# Hurricane Lake 2/22/14



## Splittine (Nov 24, 2007)

Boat hit the water a little before 8 am. Water was a silty green color between 67-69'. Fished from 8 till about 1030. Bass total was 4, and a very hard and small (<2lbs) 4 to put in the boat. Managed a few bream in a little deeper water as well. Waters needing a few more weeks of good weather. Smaller bass heading into the swallows but the big mommas are still deep. Hope to hit the river next weekend if the weather holds out.


----------



## Jason (Oct 2, 2007)

Logan struck out this AM except fer finding a dead calf in a pond where no cows are around?????????


----------



## Try'n Hard (Oct 23, 2008)

Found the bed of the biggest bass I ever saw between a couple if the piers at the S campground. Anchored and fished it from 8pm till after sunup. Three guys in a two bench john boat and I had to sit in the middle on the ice chest. Buddy hung into her right after sunup... She jumped and threw the hook. 15 pounder!! When I got home I went to get a shower and had the words IGLOO across my right cheek!!

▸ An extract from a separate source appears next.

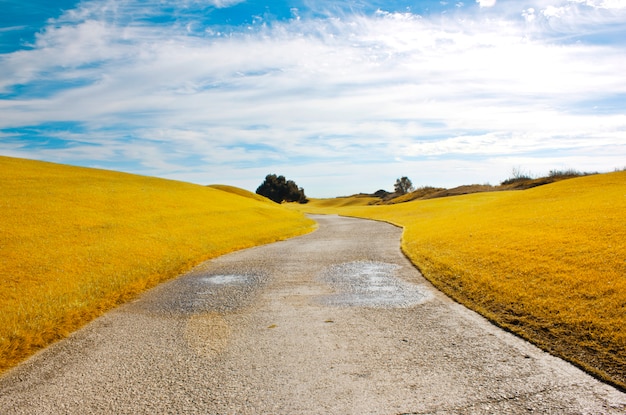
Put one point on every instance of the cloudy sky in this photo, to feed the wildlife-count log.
(340, 96)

Sent from my iPhone using Forum Runner


----------



## pompano67 (Oct 28, 2013)

Try'n Hard said:


> Found the bed of the biggest bass I ever saw between a couple if the piers at the S campground. Anchored and fished it from 8pm till after sunup. Three guys in a two bench john boat and I had to sit in the middle on the ice chest. Buddy hung into her right after sunup... She jumped and threw the hook. 15 pounder!! When I got home I went to get a shower and had the words IGLOO across my right cheek!!
> 
> Sent from my iPhone using Forum Runner


 Awe man that stinks after all that..hum...igloo butt stamp lol..glad that's never happened to me haha:whistling:


----------



## Amarillo Palmira (Jan 2, 2010)

Try'n Hard said:


> Found the bed of the biggest bass I ever saw between a couple if the piers at the S campground. Anchored and fished it from 8pm till after sunup. Three guys in a two bench john boat and I had to sit in the middle on the ice chest. Buddy hung into her right after sunup... She jumped and threw the hook. 15 pounder!! When I got home I went to get a shower and had the words IGLOO across my right cheek!!
> 
> Sent from my iPhone using Forum Runner


If I would have actually got that bass in the boat after all that, I think I would have went and got an IGLOO tramp stamp, LOL. Thanks for the great posts everyone about the realities of bass fishing!


----------